Permanent neurologic deficits are rare. They usually result from resection of the lower trunk of the brachial plexus, but they are not incapacitating. Horner syndrome may occur from resection of the stellate ganglion and the root of C8. Deficits are usually temporary, lasting a few months. To prevent the disabling symptoms from resection of the brachial plexus, some studies indicate that neurolysis and preservation of the brachial plexus by a neurosurgeon may improve surgical outcome and postoperative symptoms. [56]

The 5-year postoperative survival rate is approximately 30%. Intraoperative brachytherapy has had no influence on locoregional recurrence or survival in patients with completely resected tumors. In the presence of positive mediastinal lymph nodes, the median survival rate is less than 9 months.


Palliative Procedures

Poor local control of a Pancoast tumor leads to significant intractable pain. The pain is caused by tumor invasion of the brachial plexus and nerve root compression in the intervertebral foramina, which is difficult to control.
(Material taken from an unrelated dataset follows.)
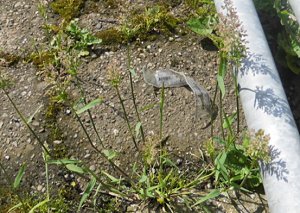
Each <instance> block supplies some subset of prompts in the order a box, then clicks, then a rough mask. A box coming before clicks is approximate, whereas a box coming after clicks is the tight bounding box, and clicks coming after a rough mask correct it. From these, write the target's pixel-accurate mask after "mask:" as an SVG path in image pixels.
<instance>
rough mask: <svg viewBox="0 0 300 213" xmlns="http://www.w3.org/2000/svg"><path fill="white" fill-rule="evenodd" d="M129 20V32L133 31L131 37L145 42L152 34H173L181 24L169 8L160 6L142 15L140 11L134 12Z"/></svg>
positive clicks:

Palliative surgery does not always provide relief from pain. However, when epidural compression is imminent, surgical maneuvers that alleviate this compression are of value. Techniques employed to interrupt pain pathways include the following:

  • Cervical cordotomy
  • Selective posterior rhizotomy
  • Stereotactic thalamotomy
  • Commissural myelotomy

Occasionally, radiotherapy is required for pain control. [33] Radiation in doses of 40-60 Gy is administered over a period of 3 weeks, eliciting relief of pain in 90% of patients and occasionally reversing hoarseness and Horner syndrome. However, most patients die within 2 years. The most common site of metastatic disease is the brain.